I, too have a bunch of SCSI errors like "Buffer I/O error on device sda1, logical block x" when I plug in my USB flash drive or IEEE1394 CDRW, on a pure udev, 2.6.11, KDE3.4 system. With all the SCSI I/O errors, I get all sorts of wierd errors. I can see the make/model of my flashdisk and CDRW, I can see udev made the appropriate /dev/sda1 and /dev/sr0, I cannot mount the VFAT flashdisk partition, I can mount the isofs and ls the root directory but I cannot access any files.

My first discovery was that all errors goes away if I stop the hald (HAL daemon) service.

Second discovery was that kernel 2.6.10 broke something on the SCSI or usb_storage end, thereby affecting 2.6.11 as well. I cannot confirm this, but find and read the changelog for 2.6.10 yourself.
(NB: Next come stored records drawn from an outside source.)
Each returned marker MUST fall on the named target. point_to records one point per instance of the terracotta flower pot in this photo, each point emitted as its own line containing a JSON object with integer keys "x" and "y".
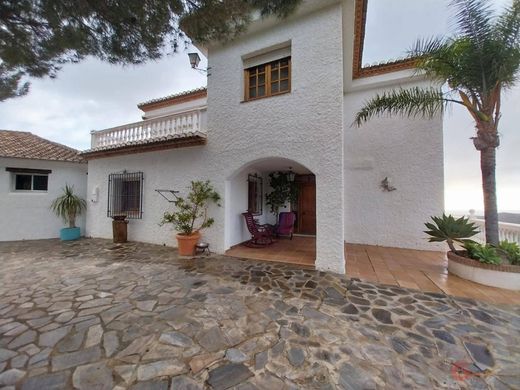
{"x": 186, "y": 243}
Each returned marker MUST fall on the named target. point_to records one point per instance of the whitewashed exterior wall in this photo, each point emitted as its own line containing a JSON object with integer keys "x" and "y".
{"x": 305, "y": 126}
{"x": 26, "y": 215}
{"x": 407, "y": 151}
{"x": 310, "y": 126}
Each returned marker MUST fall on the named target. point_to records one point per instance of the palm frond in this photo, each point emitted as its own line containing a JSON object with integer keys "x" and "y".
{"x": 508, "y": 25}
{"x": 427, "y": 47}
{"x": 410, "y": 102}
{"x": 473, "y": 19}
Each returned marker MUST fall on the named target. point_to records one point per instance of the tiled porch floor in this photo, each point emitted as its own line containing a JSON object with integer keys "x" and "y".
{"x": 421, "y": 270}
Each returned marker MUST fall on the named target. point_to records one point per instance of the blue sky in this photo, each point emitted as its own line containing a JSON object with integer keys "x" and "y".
{"x": 93, "y": 95}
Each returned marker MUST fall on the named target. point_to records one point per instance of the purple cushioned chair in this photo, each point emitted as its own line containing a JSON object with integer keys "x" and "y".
{"x": 261, "y": 235}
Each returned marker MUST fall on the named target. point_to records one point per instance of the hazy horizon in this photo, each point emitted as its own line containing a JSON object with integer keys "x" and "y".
{"x": 95, "y": 95}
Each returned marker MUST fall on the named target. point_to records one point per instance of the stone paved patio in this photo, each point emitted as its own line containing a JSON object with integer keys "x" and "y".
{"x": 94, "y": 315}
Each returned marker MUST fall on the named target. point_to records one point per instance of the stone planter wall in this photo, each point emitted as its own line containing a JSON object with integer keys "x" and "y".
{"x": 502, "y": 276}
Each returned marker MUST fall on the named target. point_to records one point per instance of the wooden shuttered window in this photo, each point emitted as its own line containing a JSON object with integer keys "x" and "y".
{"x": 267, "y": 80}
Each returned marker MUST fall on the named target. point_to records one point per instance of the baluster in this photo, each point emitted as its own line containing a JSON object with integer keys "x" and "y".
{"x": 158, "y": 129}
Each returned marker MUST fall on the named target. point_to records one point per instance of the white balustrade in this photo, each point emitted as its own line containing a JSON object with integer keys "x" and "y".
{"x": 175, "y": 124}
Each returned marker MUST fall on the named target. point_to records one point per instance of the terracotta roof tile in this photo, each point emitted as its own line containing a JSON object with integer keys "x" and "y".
{"x": 22, "y": 144}
{"x": 172, "y": 97}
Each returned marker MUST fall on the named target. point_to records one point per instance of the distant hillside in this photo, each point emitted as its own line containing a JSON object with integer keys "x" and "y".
{"x": 507, "y": 217}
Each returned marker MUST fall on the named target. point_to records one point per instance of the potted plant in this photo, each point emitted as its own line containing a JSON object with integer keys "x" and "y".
{"x": 191, "y": 215}
{"x": 68, "y": 206}
{"x": 283, "y": 191}
{"x": 492, "y": 265}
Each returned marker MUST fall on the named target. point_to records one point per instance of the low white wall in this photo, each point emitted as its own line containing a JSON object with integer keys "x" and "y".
{"x": 410, "y": 153}
{"x": 26, "y": 215}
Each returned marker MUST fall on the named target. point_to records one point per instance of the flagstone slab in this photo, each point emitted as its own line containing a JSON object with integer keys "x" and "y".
{"x": 135, "y": 316}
Third discovery was turning on (a) probe all SCSI LUNs, (b) verbose debugging for SCSI, (c) verbose debugging for USB, apparently solves the problem without needing to stop hald. I said apparently because I test this only once, last night. Work-in-progress ..

----------

## cfuser

Thank you both for your help.  I did end up needing to write my own rules including the GROUP option (not so painful!), change the permissions and there you have it--working burner again.  The joy and mystery of Gentoo is that sometimes, you just don't know why things that did work befpre. don't work after many eager emerges.  It is made much easier by all the help on the top-notch forum.  Again, thanks.

----------